Patients enrolled in 13 centers in China had a median age of 60.5 years, and 83.7% were considered intermediate-to-high risk based on the International Prognostic Index Score. Most patients had advanced MCL, with 90.7% having stage III or higher; 45.3% had bone marrow involvement and 70.9% had extranodal disease. The median prior lines of therapy was 2, and 52.3% had refractory disease.

Patients in the single-arm study were given 160 mg of zanubrutinib twice a day until disease progression or unacceptable toxicity. Responses were measured every 12 weeks until Week 96, and then every 24 weeks. Investigator assessed ORR rate, PR, DOR, PFS, overall survival (OS), and safety were assessed.

Results were as follows:

• With the median follow-up of 35.3 months, 45.4% of patients were on the study drug and 54.7% had stopped taking it, mostly due to disease progression (43%) or adverse events (9.3%).
• ORR was 83.7%, and 67 patients (77.9%) achieved CR. Median DOR was not reached; 57.3% of the responders were estimated to be event-free—no disease progression or death—at 30 months.
• Median PFS was 33.0 months, and responses were generally consistent across all subgroups analyzed, including the level of prior therapy and refractory status.

Adverse events. Consistent with earlier results, the most treatment-related AEs, which occurred in at least 20% of the patients, were decreased neutrophil count (46.5%), upper respiratory tract infection (38.4%), rash (36.0%), decreased white blood cell count (33.7%), and decreased platelet count (32.6%). Most of these events were grade 1 or 2. The most common grade 3 events were decreased neutrophil count (18.6%) and pneumonia (12.8%).

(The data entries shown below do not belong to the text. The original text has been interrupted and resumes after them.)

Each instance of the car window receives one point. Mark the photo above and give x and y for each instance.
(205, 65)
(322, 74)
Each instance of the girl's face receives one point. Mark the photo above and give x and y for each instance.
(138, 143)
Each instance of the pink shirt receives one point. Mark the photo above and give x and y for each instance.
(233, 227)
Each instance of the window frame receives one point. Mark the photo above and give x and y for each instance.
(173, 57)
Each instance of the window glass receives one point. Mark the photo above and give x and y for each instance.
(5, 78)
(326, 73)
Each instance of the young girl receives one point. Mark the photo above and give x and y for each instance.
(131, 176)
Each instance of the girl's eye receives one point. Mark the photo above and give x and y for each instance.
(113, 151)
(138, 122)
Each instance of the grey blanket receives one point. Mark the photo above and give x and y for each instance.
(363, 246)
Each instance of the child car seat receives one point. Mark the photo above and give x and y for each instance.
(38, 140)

Most AEs were seen during the initial treatment stage with zanubrutinib, and very few events were reported during the latest follow-up period.

References

1. Opat S, Tedeschi A, Linton K, et al. Phase 2 study of zanubrutinib in patients with relapsed/refractory marginal zone lymphoma (MAGNOLIA). Presented at: EHA 2021 Virtual Congress. Abstract EP783.

2. Song Y, Zhou K, Zou D, et al. Zanubrutinib (ZANU) in patients with relapsed/refractory mantle cell lymphoma (MCL): long-term efficacy and safety results from a phase 2 study. Presented at: EHA 2021 Virtual Congress. Abstract EP789.